Looking at a Franck-Hertz experimental setup, and given a potential difference such as $4.0\ V$ which is too small to excite out the first electron orbital, the electrons moving through the tube will have elastic collisions with the Hg atoms. I'm supposed to show that given some kinetic energy $E$, of a flowing electron, that the maximum recoil of a Hg atom that it hits is approximately $4Em/M$ (where $m$ is the mass of the electron, and $M$ is the mass of the Hg atom). I know to use conservation of energy, and given that the Hg atom was initially at rest, I know the electron is probably bouncing backward (so something like $2\times E-\text{sub - elec} = E\text{ - sub - hg}$). I can't seem to find where the 4 comes from. Is it the $4.0\ V$ potential difference?

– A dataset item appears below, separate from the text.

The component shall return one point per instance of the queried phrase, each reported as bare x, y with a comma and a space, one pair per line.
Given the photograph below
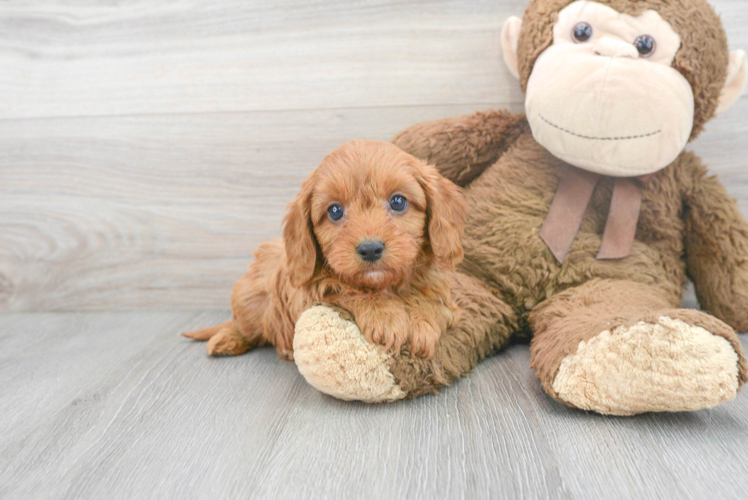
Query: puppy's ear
298, 237
446, 216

I tried playing with conservation of energy formula but can't get $\frac{4Em}{M}$. (Taking lower case to be the electron and UPPER CASE TO BE THE ATOM:) [$mv^2 = MV^2 - mv^2$] so [$mv^2 = 0.5MV^2$] so [$2e = E$] but I'm supposed to find that [$E = 4Em/M$]. I know there is something I'm missing here.
P.S.: The original problem is #44 here (or as an image here) in case I'm misunderstanding something.